The Libertarians have got inside the Republican Party, and they’re also over here, influencing the Tories and UKIP. And their British counterparts have been as every bit sympathetic to South American Fascists as they have been. Back in the 1990s the Freedom Association, or one of the Libertarian organisations in the Tory party, invited the head of one of Rios Montt’s death squads from El Salvador to their annual dinner as guest of honour. And one of the members of this British Libertarian outfit was the founder of the Guido Fawkes blog, now ranting about anti-Semitism in the Labour party. The accusation that Labour has a particular problem with Jews is a smear by the Blairites and the Israel lobby. In the case of Guido, it’s pure hypocrisy coming from someone, who was part of an organization that admired and lauded Fascist butchers and torturers. Just as the Libertarians and Monetarists in America, as Ames and Brooks comment, proudly embraced Chile and the other Fascists in South America.

The times’ long past when Libertarian ideas should have been expelled from the mainstream. They, and the people that make these claims, should be expelled from decent political debate and activism.

This shows that the Nazi element in Libertarianism isn’t a recent aberration.

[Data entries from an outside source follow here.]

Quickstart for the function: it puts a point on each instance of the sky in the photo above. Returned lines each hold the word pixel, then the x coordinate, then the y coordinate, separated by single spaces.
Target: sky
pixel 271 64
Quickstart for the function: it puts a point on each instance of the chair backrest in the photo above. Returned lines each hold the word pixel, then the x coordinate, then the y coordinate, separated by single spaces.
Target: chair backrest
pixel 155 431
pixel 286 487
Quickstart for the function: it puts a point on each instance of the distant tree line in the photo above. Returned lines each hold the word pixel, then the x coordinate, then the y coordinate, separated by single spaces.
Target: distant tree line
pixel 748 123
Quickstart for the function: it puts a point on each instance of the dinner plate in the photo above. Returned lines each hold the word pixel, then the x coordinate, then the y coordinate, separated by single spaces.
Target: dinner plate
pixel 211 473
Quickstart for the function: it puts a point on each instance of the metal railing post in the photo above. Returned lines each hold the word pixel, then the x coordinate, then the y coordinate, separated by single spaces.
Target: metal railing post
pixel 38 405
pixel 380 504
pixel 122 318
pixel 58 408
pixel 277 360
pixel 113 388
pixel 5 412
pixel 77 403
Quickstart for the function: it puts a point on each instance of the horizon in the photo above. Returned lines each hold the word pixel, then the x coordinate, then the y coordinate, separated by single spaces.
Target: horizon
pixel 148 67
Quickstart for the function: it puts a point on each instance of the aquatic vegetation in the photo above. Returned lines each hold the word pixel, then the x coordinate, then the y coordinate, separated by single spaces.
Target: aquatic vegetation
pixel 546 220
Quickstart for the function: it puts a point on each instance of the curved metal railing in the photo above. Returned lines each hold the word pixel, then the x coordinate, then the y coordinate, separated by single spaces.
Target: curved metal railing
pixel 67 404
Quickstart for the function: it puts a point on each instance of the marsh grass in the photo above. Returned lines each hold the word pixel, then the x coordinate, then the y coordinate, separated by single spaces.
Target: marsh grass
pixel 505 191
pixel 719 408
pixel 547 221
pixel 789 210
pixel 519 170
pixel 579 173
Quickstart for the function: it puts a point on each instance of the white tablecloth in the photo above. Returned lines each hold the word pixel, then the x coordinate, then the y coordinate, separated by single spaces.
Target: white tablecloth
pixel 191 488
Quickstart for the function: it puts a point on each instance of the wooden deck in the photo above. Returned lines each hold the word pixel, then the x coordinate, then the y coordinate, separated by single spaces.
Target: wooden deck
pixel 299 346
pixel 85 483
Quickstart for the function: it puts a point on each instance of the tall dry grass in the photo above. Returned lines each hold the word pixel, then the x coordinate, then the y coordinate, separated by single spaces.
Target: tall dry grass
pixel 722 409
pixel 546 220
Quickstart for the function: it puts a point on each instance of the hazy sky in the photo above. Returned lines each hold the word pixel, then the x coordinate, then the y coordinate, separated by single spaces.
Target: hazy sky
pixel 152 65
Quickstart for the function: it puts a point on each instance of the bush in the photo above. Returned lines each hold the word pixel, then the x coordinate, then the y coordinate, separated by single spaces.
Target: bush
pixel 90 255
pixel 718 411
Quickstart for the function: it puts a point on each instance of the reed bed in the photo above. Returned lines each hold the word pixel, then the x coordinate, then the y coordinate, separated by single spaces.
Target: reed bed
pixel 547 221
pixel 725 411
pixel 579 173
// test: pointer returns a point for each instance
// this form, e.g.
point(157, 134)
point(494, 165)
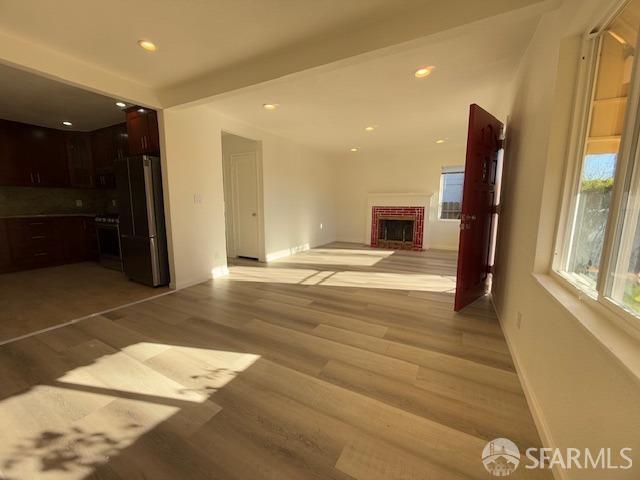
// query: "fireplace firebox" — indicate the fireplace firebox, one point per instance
point(397, 228)
point(396, 232)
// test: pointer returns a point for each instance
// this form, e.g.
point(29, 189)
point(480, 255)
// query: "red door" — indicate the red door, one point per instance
point(479, 197)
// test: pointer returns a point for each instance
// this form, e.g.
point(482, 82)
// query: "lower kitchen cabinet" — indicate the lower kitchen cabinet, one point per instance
point(46, 241)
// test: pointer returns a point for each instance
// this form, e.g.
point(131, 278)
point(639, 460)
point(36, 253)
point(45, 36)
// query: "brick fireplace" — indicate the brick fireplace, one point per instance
point(398, 228)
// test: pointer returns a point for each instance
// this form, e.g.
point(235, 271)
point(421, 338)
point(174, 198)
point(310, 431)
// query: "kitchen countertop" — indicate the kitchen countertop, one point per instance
point(50, 215)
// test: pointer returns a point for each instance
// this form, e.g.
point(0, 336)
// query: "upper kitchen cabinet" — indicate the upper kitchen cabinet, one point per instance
point(108, 145)
point(142, 129)
point(79, 159)
point(32, 156)
point(44, 149)
point(14, 169)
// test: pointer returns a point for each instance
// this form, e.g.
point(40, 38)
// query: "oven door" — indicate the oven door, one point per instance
point(109, 246)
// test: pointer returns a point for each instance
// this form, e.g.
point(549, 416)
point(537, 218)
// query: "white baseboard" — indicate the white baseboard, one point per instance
point(442, 247)
point(534, 406)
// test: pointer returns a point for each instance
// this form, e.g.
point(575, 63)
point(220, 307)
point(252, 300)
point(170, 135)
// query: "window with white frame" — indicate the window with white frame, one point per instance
point(598, 248)
point(451, 183)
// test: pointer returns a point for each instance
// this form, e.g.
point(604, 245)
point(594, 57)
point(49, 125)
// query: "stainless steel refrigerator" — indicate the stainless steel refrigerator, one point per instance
point(141, 213)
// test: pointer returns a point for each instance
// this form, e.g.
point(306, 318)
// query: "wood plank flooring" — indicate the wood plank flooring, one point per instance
point(337, 363)
point(36, 299)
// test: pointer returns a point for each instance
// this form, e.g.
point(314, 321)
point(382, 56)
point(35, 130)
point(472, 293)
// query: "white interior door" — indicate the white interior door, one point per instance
point(245, 175)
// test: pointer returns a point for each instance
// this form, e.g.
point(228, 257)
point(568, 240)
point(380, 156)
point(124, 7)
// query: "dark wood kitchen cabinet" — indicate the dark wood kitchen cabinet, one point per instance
point(108, 145)
point(46, 241)
point(13, 168)
point(79, 160)
point(5, 250)
point(142, 129)
point(44, 150)
point(32, 156)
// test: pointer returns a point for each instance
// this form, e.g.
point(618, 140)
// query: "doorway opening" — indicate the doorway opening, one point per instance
point(242, 177)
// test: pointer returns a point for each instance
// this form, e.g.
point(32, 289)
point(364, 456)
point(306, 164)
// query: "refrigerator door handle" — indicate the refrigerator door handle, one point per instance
point(155, 261)
point(149, 197)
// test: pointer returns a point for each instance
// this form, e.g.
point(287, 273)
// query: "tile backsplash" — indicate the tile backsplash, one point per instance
point(38, 200)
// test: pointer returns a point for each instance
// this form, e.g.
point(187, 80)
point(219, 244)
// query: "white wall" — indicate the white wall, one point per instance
point(580, 394)
point(299, 200)
point(194, 196)
point(407, 171)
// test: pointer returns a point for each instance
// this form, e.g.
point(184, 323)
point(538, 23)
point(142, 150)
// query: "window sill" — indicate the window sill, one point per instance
point(622, 344)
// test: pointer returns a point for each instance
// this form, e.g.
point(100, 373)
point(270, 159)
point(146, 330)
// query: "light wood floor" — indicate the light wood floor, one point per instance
point(36, 299)
point(317, 367)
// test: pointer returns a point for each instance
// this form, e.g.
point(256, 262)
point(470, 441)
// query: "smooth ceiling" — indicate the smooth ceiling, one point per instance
point(329, 109)
point(30, 98)
point(209, 47)
point(193, 36)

It’s always been there, as part of the Libertarians’ reactionary programme against welfare legislation, democracy and the state. The Libertarians have always tried to claim that they are just another form of anarchism, but one which rejects communal ownership of property in favour of capitalism. But as this shows, they’ve always had a Fascistic dimension.

As for all the right-wing ideologues, who immediately denounce anything vaguely left or progressive as ‘cultural Marxism’, without having any idea what that really means, Ames’ statement that the term is just another anti-Semitic code word throws it back in their face. Many of those, who use it try to smear socialism and the Left by claiming that Hitler’s Nazis were socialists. They weren’t. But if the term is seen as a form of anti-Semitic abuse, then it means that those, who use it to attack the left are also anti-Semitic, thus reversing the accusation and turning it back on them.